I’m not sure if what’s happening can be construed as true insomnia, but lately my sleep patterns have been ridiculous. Granted, my schedule is reversed, caused by working until 2 am or later on some nights, but what’s happening is we’ll go to bed somewhere in the vicinity of 4 am and although tired, I don’t fall asleep easily. Once I do, I’ll sleep for maybe two hours and be wide awake (like I am now). After an hour or so of that, I’ll pass out again until 2 in the afternoon.
Being unemployed sucks. I miss having a real schedule. Granted, I’m waiting to hear back on two new gigs, which would keep me up 3+ nights a week, but also provide a decent income.
Sadly this is not a “career.” I want to be a seamstress. And be taken care of by a husband otherwise.
Sigh. He’s wonderful, but he can’t do that.

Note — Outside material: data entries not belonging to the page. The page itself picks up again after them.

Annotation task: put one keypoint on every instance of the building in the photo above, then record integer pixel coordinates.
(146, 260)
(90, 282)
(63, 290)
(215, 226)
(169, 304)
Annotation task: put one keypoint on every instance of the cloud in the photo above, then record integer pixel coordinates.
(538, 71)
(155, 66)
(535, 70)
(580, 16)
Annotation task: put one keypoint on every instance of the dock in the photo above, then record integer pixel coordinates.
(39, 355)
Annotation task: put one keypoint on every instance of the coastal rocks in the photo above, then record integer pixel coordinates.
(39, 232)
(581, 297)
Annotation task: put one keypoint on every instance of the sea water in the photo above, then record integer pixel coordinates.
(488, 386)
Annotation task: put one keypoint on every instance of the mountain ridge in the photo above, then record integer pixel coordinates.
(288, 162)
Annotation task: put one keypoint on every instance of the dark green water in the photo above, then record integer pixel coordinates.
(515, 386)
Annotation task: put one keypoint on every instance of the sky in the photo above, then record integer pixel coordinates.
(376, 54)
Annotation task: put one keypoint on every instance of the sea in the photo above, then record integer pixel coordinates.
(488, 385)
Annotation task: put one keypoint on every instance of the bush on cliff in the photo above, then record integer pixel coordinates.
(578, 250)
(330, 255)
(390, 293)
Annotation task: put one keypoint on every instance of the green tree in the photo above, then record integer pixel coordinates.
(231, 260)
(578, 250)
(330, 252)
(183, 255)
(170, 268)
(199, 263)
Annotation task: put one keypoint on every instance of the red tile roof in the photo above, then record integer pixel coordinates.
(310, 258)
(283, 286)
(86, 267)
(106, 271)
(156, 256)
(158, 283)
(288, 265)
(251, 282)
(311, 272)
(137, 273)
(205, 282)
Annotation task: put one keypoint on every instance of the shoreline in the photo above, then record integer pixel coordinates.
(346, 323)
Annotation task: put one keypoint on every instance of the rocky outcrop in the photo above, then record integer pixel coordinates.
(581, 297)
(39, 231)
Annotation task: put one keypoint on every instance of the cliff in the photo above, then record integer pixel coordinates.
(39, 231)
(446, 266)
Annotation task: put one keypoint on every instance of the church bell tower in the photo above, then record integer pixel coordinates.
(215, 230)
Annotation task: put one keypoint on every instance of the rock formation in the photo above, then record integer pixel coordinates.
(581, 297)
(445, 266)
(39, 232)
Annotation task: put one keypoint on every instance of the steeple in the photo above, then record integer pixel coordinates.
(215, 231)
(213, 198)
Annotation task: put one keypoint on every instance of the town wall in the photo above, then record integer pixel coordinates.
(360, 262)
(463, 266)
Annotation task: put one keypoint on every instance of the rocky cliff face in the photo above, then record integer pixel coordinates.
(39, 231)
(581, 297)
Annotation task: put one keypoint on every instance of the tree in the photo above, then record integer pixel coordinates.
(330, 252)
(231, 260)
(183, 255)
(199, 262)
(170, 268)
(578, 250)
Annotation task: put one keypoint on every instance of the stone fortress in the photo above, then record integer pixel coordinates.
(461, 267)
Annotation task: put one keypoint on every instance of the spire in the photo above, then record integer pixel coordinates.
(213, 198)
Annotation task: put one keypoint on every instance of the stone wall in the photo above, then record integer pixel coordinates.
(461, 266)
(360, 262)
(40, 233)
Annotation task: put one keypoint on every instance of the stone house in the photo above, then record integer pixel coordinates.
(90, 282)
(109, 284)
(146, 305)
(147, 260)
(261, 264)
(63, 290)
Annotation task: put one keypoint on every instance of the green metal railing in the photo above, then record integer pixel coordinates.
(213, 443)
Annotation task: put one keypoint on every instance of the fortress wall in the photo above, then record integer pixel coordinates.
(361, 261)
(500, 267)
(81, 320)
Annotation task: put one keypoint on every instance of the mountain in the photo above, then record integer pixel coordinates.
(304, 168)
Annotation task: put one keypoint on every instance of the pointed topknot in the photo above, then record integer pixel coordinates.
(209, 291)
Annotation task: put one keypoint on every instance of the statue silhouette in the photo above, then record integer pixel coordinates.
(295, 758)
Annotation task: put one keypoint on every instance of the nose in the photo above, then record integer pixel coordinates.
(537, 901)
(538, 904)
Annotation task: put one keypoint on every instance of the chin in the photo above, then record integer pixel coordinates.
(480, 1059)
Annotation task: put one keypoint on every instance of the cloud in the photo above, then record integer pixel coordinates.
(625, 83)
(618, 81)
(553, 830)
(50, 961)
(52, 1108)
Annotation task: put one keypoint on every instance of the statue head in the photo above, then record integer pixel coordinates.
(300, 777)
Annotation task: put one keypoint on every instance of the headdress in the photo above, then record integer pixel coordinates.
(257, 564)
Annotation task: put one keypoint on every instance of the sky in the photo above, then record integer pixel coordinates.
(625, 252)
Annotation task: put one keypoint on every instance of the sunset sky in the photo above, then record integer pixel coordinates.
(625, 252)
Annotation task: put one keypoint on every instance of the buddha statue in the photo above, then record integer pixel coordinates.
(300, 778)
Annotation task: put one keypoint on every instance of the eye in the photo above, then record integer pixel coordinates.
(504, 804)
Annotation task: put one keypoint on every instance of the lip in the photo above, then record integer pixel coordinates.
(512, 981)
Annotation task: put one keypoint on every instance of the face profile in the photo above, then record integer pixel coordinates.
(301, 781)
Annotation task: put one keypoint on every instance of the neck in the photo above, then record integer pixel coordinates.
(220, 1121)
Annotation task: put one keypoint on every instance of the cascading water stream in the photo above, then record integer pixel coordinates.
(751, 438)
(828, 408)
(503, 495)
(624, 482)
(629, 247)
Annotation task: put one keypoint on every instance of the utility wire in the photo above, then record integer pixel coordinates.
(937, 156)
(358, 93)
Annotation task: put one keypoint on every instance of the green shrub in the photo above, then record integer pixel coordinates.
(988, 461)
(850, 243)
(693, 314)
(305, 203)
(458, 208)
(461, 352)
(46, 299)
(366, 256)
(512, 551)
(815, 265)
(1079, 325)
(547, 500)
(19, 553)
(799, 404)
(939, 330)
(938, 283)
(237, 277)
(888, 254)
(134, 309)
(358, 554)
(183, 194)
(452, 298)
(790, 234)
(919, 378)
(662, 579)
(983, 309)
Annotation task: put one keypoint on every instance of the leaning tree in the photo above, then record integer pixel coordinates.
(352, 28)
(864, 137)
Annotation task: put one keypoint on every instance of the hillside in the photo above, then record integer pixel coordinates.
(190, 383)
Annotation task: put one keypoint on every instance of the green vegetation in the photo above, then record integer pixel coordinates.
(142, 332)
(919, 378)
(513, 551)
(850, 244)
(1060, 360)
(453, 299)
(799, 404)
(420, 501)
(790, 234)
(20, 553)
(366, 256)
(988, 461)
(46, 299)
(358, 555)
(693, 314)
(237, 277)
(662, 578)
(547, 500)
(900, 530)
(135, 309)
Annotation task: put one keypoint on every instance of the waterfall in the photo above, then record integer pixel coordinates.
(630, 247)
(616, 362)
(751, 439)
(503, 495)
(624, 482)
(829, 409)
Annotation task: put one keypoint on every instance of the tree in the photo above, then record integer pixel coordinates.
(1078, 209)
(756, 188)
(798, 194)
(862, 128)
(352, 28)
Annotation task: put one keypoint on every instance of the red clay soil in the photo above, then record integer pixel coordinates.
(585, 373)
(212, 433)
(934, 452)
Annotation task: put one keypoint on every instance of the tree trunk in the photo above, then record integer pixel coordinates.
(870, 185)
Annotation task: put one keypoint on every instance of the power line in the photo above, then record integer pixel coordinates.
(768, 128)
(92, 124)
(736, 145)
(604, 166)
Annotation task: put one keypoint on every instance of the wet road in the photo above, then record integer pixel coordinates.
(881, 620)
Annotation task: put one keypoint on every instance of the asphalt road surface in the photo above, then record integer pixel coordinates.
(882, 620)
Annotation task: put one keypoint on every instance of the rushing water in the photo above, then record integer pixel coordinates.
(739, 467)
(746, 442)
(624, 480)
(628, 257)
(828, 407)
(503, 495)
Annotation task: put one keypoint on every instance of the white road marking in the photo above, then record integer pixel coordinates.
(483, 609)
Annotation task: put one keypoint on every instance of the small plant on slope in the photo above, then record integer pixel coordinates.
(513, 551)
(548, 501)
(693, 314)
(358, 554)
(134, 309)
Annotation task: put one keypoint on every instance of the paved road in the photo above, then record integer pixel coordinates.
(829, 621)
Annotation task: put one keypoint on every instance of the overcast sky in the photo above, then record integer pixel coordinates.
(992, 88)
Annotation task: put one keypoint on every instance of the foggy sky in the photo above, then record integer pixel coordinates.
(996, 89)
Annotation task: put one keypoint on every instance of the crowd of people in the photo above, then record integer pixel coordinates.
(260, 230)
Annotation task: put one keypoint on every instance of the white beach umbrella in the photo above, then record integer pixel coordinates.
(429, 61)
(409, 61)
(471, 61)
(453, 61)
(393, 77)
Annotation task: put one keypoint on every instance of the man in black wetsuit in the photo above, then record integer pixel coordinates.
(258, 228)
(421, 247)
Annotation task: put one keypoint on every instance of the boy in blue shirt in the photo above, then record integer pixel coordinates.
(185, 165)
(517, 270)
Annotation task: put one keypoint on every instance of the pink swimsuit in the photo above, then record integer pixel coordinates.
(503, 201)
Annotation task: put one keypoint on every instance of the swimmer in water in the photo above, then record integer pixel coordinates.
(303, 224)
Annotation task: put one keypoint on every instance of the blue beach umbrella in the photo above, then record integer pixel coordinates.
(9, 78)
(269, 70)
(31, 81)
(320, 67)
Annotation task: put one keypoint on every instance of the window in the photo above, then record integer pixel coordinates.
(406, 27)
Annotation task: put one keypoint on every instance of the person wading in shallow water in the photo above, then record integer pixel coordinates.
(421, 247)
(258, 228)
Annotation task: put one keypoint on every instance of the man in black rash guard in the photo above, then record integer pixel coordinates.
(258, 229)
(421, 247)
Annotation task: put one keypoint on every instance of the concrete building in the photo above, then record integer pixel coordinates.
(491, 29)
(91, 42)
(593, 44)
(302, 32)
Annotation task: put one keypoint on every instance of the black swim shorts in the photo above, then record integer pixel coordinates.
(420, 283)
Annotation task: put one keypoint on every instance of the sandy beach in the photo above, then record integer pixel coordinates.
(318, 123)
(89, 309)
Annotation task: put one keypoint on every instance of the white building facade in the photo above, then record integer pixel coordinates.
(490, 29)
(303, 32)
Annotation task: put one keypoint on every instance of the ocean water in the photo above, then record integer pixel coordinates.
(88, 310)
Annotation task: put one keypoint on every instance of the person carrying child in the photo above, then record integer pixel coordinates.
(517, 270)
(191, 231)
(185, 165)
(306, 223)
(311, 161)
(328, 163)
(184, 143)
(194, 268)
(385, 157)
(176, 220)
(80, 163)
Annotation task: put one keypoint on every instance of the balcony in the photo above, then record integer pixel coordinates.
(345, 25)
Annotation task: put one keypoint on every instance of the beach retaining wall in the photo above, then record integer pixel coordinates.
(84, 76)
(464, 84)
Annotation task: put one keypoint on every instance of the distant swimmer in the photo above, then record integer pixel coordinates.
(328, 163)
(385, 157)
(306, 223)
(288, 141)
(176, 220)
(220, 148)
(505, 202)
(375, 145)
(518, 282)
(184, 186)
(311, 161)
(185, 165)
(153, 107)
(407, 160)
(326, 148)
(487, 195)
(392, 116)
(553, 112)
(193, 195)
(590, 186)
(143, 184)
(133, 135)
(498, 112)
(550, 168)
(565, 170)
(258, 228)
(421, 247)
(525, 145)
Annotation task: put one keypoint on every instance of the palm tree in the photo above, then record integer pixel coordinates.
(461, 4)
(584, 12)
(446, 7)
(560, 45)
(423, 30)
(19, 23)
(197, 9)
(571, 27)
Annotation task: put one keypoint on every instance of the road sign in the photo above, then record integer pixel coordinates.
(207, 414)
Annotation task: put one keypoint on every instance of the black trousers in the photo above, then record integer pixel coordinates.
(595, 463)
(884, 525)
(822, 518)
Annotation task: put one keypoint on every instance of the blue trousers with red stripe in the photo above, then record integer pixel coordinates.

I feel like something is missing and I can’t put my finger on it.
And him. HIM. He still haunts my thoughts. And he still hasn’t spoken to me. It’s been close to a month.
Trich is pretty bad right now. Stress related. Living at home eats it.
Just out of sorts.
My mom made a comment today about how I don’t seem “enamored” with my current beau.
I guess I’m not.
I become obsessed/fall in love quickly with assholes/guys who treat me badly. Those are the ones I talk about incessantly. Tim treats me with kindness, respect and love like no one has before and I don’t know how to handle it completely.
Abuse is the only love I know.
It’s hard to be all mooshy and lovey because he treats me like my best friends do. It’s like I can’t associate it with romance. That’s all I’ve ever wanted, too. And now that I have it, it’s surreal.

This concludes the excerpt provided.